Unit owners have welcomed moves for the return of public certifiers to improve building quality in the ACT, but say architects and engineers also need to be involved in project delivery from start to finish.
However, the ACT Property Council said the industry felt ambushed by Minister for Building Quality Improvement Gordon Ramsay’s announcement of plans to establish a team of public sector certifiers for large and complex projects as part of its reforms to restore confidence in the Territory’s construction sector.
Mr Ramsay said the new team would break the link between developers and the certifiers they use, and it would focus on multi-unit developments.
”With large and complex developments it’s the developer who is the owner and appoints the certifier,” he told the ABC. ”Clearly the risk is that the developers and the certifiers are too close.”
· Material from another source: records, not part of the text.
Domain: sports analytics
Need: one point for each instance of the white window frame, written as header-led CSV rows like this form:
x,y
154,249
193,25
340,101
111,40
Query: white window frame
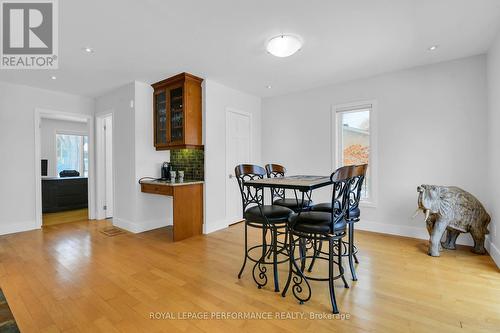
x,y
74,133
336,138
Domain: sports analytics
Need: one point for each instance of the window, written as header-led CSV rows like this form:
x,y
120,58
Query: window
x,y
354,141
72,153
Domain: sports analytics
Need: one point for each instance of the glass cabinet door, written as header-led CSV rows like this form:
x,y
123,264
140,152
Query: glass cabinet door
x,y
176,115
161,118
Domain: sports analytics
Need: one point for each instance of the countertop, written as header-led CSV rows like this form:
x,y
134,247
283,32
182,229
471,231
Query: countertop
x,y
170,183
61,178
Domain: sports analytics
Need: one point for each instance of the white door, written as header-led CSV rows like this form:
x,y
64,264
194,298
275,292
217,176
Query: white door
x,y
108,153
238,151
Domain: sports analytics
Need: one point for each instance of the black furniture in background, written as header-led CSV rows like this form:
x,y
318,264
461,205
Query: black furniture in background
x,y
269,218
320,226
278,195
44,167
60,194
353,216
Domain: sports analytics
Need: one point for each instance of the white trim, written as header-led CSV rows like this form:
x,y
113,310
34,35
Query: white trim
x,y
229,170
100,169
334,139
40,113
141,227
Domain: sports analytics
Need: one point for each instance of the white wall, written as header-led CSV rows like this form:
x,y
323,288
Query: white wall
x,y
217,98
17,148
431,130
134,157
493,67
48,130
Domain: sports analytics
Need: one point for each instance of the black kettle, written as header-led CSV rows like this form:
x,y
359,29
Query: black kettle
x,y
165,171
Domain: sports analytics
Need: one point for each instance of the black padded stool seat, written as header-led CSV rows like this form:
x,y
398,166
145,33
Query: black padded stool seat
x,y
315,222
354,212
292,203
274,213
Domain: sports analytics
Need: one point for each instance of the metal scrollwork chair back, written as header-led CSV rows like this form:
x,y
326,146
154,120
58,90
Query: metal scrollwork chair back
x,y
276,171
358,177
342,181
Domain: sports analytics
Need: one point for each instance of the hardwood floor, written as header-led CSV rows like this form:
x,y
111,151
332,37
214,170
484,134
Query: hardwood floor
x,y
65,217
72,278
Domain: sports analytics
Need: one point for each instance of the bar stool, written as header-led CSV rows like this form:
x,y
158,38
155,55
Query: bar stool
x,y
268,218
349,248
322,226
278,194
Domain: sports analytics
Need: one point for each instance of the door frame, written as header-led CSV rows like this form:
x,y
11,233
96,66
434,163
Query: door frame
x,y
230,170
39,114
100,165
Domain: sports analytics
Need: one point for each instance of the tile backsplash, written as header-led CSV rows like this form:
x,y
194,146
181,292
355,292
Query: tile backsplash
x,y
191,161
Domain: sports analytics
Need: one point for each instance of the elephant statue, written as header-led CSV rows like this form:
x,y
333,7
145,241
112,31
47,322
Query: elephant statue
x,y
457,211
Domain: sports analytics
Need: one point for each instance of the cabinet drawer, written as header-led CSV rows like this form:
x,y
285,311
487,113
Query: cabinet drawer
x,y
157,189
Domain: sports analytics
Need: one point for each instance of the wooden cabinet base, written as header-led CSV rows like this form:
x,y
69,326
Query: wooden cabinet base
x,y
187,205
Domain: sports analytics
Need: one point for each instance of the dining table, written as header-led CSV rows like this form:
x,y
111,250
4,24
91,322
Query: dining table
x,y
304,184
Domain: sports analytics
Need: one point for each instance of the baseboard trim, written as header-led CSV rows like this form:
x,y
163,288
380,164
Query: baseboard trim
x,y
14,227
136,227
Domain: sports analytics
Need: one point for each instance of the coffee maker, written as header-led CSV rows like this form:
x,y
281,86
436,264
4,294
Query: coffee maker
x,y
165,171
Mr Ramsay said legislated public certification for complex projects would complement moves to register developers and a new code of practice for building surveyors.
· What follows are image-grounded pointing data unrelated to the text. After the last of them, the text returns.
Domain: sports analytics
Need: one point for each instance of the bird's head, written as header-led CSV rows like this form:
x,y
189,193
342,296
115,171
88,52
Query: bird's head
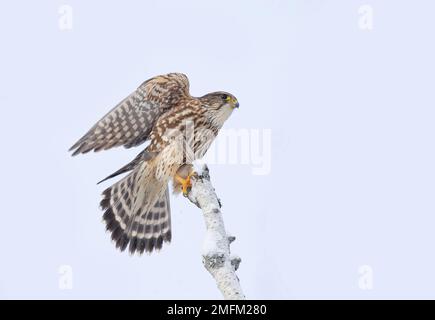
x,y
219,106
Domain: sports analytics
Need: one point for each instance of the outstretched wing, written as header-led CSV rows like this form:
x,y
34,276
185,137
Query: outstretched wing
x,y
130,122
131,217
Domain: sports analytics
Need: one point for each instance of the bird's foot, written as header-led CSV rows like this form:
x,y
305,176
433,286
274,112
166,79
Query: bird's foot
x,y
185,183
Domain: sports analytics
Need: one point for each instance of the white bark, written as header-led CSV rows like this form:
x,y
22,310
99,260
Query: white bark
x,y
216,249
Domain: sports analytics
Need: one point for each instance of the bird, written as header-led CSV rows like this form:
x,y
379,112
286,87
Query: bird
x,y
179,129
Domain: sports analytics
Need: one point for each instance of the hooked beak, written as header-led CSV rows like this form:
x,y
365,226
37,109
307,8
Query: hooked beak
x,y
235,104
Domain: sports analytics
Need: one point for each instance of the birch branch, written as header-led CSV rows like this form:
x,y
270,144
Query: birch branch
x,y
216,255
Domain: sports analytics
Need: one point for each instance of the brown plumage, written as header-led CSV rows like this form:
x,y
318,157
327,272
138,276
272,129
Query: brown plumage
x,y
180,129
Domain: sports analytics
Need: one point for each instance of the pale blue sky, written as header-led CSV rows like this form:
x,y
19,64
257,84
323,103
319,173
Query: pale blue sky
x,y
351,114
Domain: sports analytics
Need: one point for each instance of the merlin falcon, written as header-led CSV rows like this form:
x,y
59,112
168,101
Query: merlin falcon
x,y
179,129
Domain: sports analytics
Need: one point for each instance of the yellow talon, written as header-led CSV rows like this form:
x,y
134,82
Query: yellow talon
x,y
182,178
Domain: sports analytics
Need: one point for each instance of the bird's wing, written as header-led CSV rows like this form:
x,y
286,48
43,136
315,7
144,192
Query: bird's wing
x,y
130,122
133,215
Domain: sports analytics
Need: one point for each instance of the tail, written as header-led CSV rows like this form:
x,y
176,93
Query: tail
x,y
137,211
143,156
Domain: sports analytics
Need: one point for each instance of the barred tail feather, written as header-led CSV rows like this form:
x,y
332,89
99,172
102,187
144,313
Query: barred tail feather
x,y
129,217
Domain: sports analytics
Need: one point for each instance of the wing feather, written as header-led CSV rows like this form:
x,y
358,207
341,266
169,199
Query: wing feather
x,y
130,122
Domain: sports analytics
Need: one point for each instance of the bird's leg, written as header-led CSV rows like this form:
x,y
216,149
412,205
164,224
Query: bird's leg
x,y
182,178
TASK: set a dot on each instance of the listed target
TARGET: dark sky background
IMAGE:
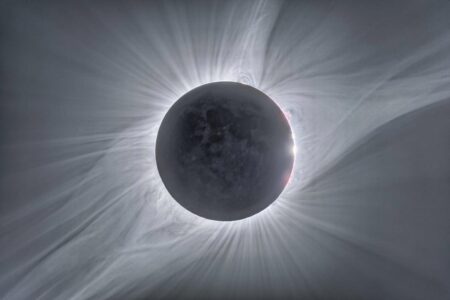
(84, 86)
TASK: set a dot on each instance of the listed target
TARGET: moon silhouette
(224, 151)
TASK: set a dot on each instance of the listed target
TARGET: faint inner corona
(224, 151)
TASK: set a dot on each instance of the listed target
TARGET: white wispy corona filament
(85, 214)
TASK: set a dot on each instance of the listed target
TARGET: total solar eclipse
(224, 151)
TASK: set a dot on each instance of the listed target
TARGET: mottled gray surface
(224, 151)
(85, 85)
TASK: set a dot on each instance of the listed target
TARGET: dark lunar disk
(224, 151)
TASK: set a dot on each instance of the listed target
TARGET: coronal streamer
(85, 86)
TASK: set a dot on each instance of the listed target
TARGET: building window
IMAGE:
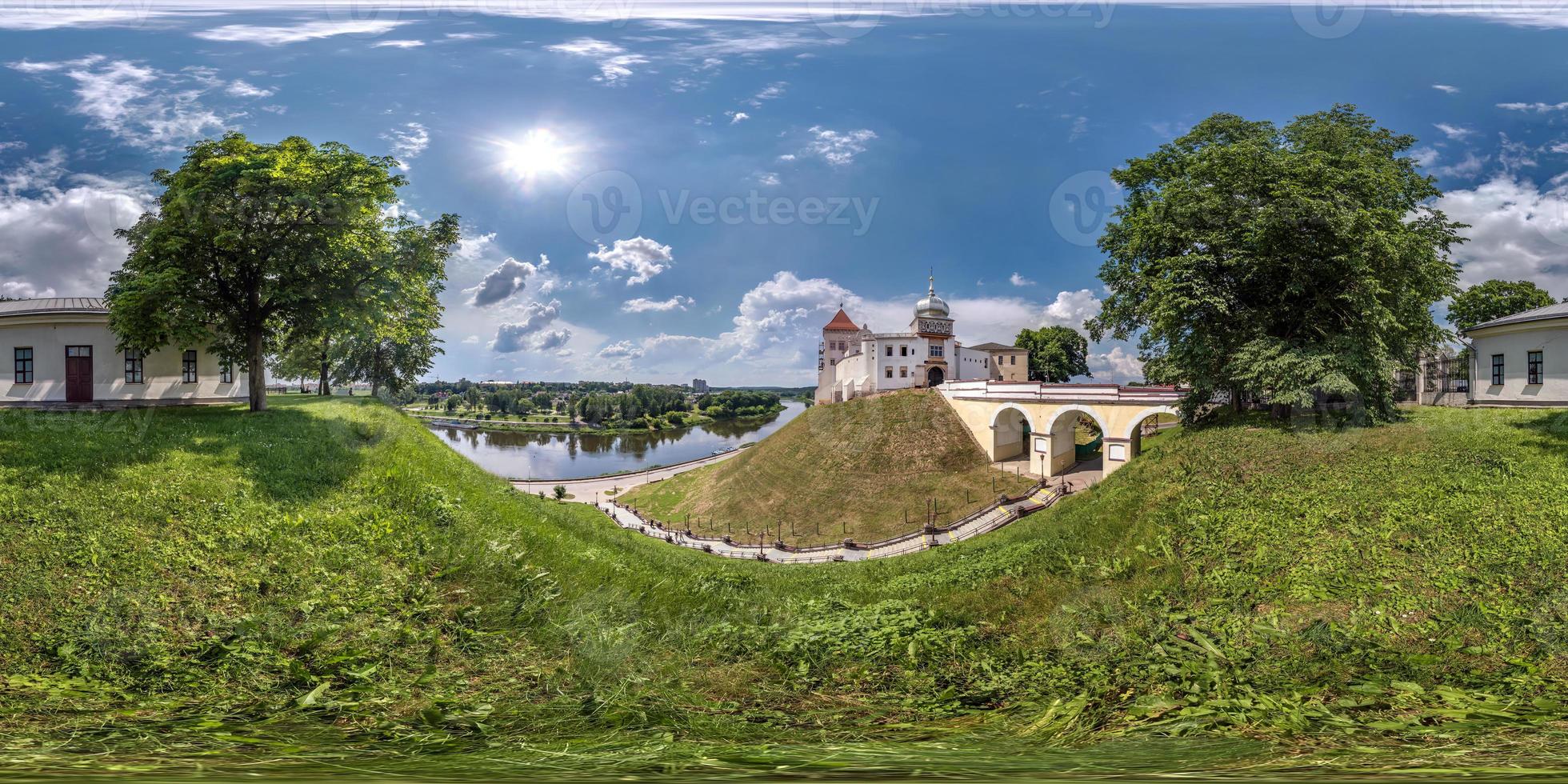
(24, 366)
(134, 366)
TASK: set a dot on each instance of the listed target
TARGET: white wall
(1515, 342)
(49, 338)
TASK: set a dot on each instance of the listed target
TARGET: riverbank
(689, 421)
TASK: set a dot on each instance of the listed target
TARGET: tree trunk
(323, 386)
(258, 361)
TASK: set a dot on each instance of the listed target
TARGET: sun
(537, 154)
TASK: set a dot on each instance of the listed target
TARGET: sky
(673, 190)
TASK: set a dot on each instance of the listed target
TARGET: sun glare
(537, 154)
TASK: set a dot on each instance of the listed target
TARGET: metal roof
(58, 305)
(1553, 311)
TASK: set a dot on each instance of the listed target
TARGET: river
(587, 454)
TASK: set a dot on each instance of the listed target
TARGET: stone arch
(1136, 433)
(1010, 433)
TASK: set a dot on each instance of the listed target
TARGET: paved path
(593, 490)
(983, 521)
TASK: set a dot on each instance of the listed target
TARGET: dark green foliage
(1056, 353)
(1280, 262)
(1494, 300)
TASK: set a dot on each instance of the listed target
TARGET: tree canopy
(1056, 353)
(1491, 300)
(1282, 262)
(251, 238)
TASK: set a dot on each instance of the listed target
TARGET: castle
(854, 361)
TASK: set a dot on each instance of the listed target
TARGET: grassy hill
(866, 470)
(326, 590)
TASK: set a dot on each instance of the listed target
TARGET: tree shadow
(287, 454)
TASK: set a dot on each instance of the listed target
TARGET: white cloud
(1117, 366)
(836, 148)
(529, 331)
(638, 256)
(138, 104)
(643, 305)
(242, 88)
(615, 62)
(769, 93)
(60, 228)
(1517, 231)
(1071, 310)
(1537, 107)
(274, 37)
(408, 143)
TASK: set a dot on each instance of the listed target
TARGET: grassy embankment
(864, 470)
(325, 588)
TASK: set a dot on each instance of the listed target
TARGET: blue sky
(671, 190)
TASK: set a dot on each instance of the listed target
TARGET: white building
(1520, 359)
(854, 361)
(63, 352)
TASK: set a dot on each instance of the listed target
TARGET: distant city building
(854, 361)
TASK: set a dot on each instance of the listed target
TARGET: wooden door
(78, 374)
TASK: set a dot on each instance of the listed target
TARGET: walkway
(593, 490)
(983, 521)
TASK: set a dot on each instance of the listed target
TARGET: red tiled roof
(841, 320)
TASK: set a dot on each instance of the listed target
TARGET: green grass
(866, 470)
(325, 588)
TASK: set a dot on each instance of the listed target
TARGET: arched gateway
(1015, 419)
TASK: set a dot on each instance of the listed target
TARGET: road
(594, 488)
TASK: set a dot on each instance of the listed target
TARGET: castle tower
(935, 325)
(838, 338)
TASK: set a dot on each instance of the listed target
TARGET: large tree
(1056, 353)
(1494, 300)
(1278, 262)
(250, 238)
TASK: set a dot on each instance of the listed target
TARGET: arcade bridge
(1035, 421)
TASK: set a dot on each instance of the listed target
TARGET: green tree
(1278, 262)
(1491, 300)
(392, 342)
(250, 238)
(1056, 353)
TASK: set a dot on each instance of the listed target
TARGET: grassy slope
(328, 579)
(870, 463)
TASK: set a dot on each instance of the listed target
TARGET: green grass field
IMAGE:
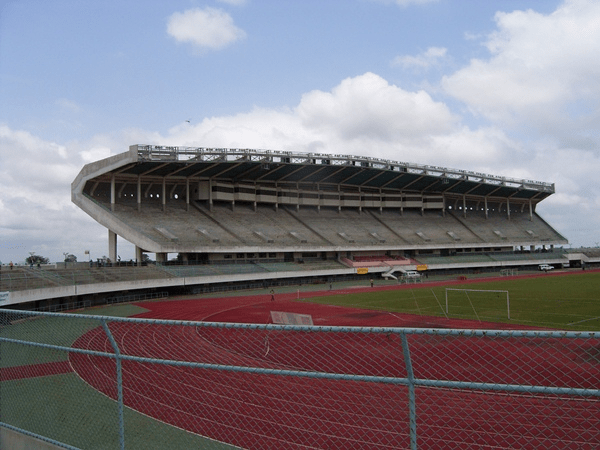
(81, 416)
(569, 302)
”With multi-unit developments, there are a lot of people who are affected if there is poor quality building,” Mr Ramsay said.
”It’s bad enough if you are the sole person living in a house and the building is poor quality but by the time it is affecting multiple people, that actually has a significant impact on the community.”
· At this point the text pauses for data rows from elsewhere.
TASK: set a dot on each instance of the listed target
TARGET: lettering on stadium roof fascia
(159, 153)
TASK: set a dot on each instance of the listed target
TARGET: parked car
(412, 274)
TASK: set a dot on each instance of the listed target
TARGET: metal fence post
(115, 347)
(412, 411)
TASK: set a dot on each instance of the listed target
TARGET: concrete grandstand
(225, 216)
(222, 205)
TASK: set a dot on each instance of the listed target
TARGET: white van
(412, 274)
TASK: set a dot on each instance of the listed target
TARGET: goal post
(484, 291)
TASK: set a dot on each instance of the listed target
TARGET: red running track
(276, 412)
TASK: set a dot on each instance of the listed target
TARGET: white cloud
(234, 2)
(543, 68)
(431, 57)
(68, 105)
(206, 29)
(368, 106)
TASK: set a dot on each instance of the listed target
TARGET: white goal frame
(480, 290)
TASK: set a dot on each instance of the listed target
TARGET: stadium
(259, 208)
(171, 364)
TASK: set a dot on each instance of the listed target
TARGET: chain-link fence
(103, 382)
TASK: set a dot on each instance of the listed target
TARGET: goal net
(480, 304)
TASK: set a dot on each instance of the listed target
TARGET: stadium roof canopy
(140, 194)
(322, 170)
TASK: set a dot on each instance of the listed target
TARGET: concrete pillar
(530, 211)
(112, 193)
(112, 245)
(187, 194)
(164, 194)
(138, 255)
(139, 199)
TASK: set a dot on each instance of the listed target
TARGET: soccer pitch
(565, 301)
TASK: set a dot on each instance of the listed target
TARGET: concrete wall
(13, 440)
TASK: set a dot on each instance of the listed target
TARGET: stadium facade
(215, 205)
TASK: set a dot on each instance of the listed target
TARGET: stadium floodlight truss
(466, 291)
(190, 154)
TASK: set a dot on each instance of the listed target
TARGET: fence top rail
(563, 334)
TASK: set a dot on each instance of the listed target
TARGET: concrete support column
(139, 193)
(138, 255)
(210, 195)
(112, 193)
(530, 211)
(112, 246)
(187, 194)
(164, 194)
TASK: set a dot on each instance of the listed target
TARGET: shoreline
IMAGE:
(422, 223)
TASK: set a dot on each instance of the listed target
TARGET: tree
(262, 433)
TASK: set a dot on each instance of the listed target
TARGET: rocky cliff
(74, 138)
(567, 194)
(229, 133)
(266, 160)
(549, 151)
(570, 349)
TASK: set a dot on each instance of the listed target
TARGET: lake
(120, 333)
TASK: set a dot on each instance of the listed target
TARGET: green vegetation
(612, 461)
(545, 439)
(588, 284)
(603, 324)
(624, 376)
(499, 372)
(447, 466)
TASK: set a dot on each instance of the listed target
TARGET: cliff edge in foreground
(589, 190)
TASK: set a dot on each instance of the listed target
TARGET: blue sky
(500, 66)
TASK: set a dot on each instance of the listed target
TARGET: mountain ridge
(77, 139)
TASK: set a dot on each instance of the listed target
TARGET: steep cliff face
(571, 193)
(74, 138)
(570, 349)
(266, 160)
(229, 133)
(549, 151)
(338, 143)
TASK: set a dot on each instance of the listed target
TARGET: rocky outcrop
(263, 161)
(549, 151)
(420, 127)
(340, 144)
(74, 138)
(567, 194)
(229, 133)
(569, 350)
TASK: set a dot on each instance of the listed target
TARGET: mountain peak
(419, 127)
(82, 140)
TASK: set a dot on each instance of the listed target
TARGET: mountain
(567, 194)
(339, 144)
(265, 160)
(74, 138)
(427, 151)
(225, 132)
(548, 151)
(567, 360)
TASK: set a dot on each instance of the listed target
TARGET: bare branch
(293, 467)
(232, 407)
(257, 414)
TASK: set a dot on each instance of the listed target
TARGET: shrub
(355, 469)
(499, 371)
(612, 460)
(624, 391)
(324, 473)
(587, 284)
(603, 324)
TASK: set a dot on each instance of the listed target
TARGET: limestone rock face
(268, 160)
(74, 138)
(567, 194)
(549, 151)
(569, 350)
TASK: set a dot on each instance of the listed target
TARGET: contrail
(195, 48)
Owners Corporation Network ACT president Gary Petherbridge said Mr Ramsay was on the right track with public certifiers for multi-unit developments and developers having to be fit and proper persons to be in business, but architects and engineers should also have to be registered and involved in projects from the drafting of detailed plans to completion.
He said architects were often used to produce ”pretty pictures” for selling the projects and not retained throughout construction.
Mr Petherbridge, who began calling for a return to public certifiers a decade ago, said it was better late than never that Mr Ramsay now understood that multi-unit buildings were the issue.
”The developer isn’t going to be the owner when it finishes, there are going to be 600 owners, so they are the ones who need protection,” he said.
Mr Ramsay said the team would not be set up until after the election but work was continuing with the National Building Ministers Forum and National Construction Code to decide which buildings would require a public certifier.
For simple projects, people will have the choice of appointing a private or a public certifier, who will operate on a fee-for-service basis.
Mr Ramsay said that with construction to take a leading role in the post-COVID-19 economic recovery, it was important to get this right now.
”We think this is a very good time to be taking this next step to not only make sure that our building is of the highest quality but the confidence in the sector is the highest,” he said.
But the Property Council said it was disappointing to hear about such critical reforms via the media and accused Mr Ramsay of playing politics.
Property Council executive director Adina Cirson said the Council and other industry groups had been working collaboratively and constructively in the implementation of building reforms, both through the roll-out of the ACT Government’s 44 reforms, but also on the 24 recommendations made in the Shergold Weir Building Confidence report.
”We all want the very few in our industry doing the wrong thing to be held accountable,” she said. ”That’s why we support all of the reforms that the government has engaged us on.
”But not once has the government engaged with industry on the announcement made today in any of the forums in which we discuss the implementation of their reform program.
”It is disingenuous to say on one hand that you are cracking down on those doing the wrong thing, but on the other, have a Minister who refuses to engage and consult on measures which aren’t even on their own reform program.”
Master Builders ACT cautiously welcomed the ACT Government’s announcement but called for more detail about how the new system might work.
“The MBA has been calling for the implementation of building reforms in the ACT for more than a decade. Today’s announcement is a step in the right direction to improve building quality, provided the necessary consultation with industry experts and key stakeholders is undertaken,” Master Builders ACT CEO Michael Hopkins said.
“We understand consumers’ concerns about building quality and know that more must be done in order to improve building standards in Canberra.”
Mr Hopkins said private and public certifiers could work together, and this had been shown in other jurisdictions such as NSW, but the same standards must be applied to both to ensure consistency.
He called for more action to be taken on building quality including the implementation of the recommendations from the national Building Confidence report.
“Further steps to improve building confidence must be guided by the Building Confidence report and include requiring the registration of a broad range of building practitioners including engineers, designers, builders and site or project managers and that Continuing Professional Development training be mandated,” he said.
The ACT Greens called on the government to go further and expand the proposed scheme to go beyond large-scale residential developments, and that all buildings where the builder has been the subject of regulatory action should have to be assessed by a government building certifier.
The Liberal government of Kate Carnell scrapped public certification in the 1990s. There were predictions at the time that a privatised system would result in poor building practices.